L’apprentissage de l’anglais en primaire ne serait pas si efficace

Selon une étude allemande, l’enseignement précoce d’une langue étrangère n’est pas la garantie de compétences linguistiques à long terme.

ÉCOLE Soutenu par les pouvoirs publics dans tous les pays européens – dont la France depuis les années 2000 -, l’apprentissage précoce d’une langue étrangère est beaucoup moins efficace que ce que l’on imagine. « Il est souvent recommandé de commencer des cours de langue étrangère à un âge précoce, même si presque aucune recherche ne soutient ce mythe », souligne Nils Jäkel, de la chaire d’enseignement de l’anglais à la Ruhr-Universität Bochum. Avec son collègue Markus Ritter, il a évalué les données recueillies auprès de 5 130 collégiens allemands entre 2010 et 2014.

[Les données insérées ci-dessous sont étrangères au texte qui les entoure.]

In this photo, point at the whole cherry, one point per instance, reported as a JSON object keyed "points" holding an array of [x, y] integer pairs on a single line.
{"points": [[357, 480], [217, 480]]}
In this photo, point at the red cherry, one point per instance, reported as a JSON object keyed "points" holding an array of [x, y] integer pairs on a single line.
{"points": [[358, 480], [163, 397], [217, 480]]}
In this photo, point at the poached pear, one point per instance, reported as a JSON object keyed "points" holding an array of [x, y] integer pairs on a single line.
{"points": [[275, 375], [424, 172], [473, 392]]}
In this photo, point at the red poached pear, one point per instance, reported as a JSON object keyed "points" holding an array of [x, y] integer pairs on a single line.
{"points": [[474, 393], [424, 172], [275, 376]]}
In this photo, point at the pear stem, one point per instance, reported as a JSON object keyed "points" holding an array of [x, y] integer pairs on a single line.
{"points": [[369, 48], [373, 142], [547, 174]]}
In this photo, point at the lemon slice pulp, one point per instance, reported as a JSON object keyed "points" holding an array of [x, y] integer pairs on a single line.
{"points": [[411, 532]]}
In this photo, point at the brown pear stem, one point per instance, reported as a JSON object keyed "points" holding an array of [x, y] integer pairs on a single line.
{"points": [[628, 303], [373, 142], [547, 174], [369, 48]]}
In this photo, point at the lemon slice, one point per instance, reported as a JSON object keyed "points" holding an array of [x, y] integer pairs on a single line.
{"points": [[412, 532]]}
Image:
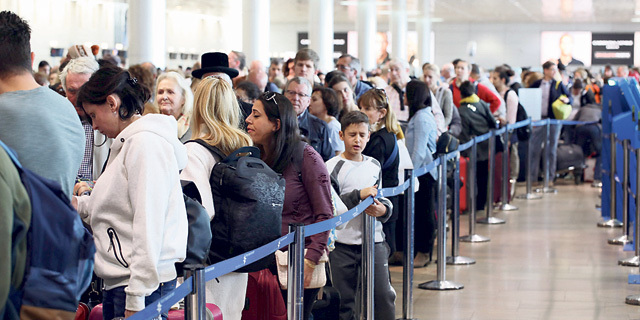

L’étude publiée ce mois-ci dans la revue Language Learning va à l’encontre des idées reçues. Elle a évalué les compétences cognitives – maîtrise de la lecture et compréhension – de deux cohortes de collégiens dont l’une a commencé à apprendre l’anglais en début d’école primaire (6-7 ans), l’autre au milieu de l’école primaire (8-9 ans). Si les effets positifs d’un enseignement précoce, en début d’école primaire, étaient bien présents dans les résultats des élèves de classe de sixième, ces effets s’estompent vite au fil du temps et s’inversent.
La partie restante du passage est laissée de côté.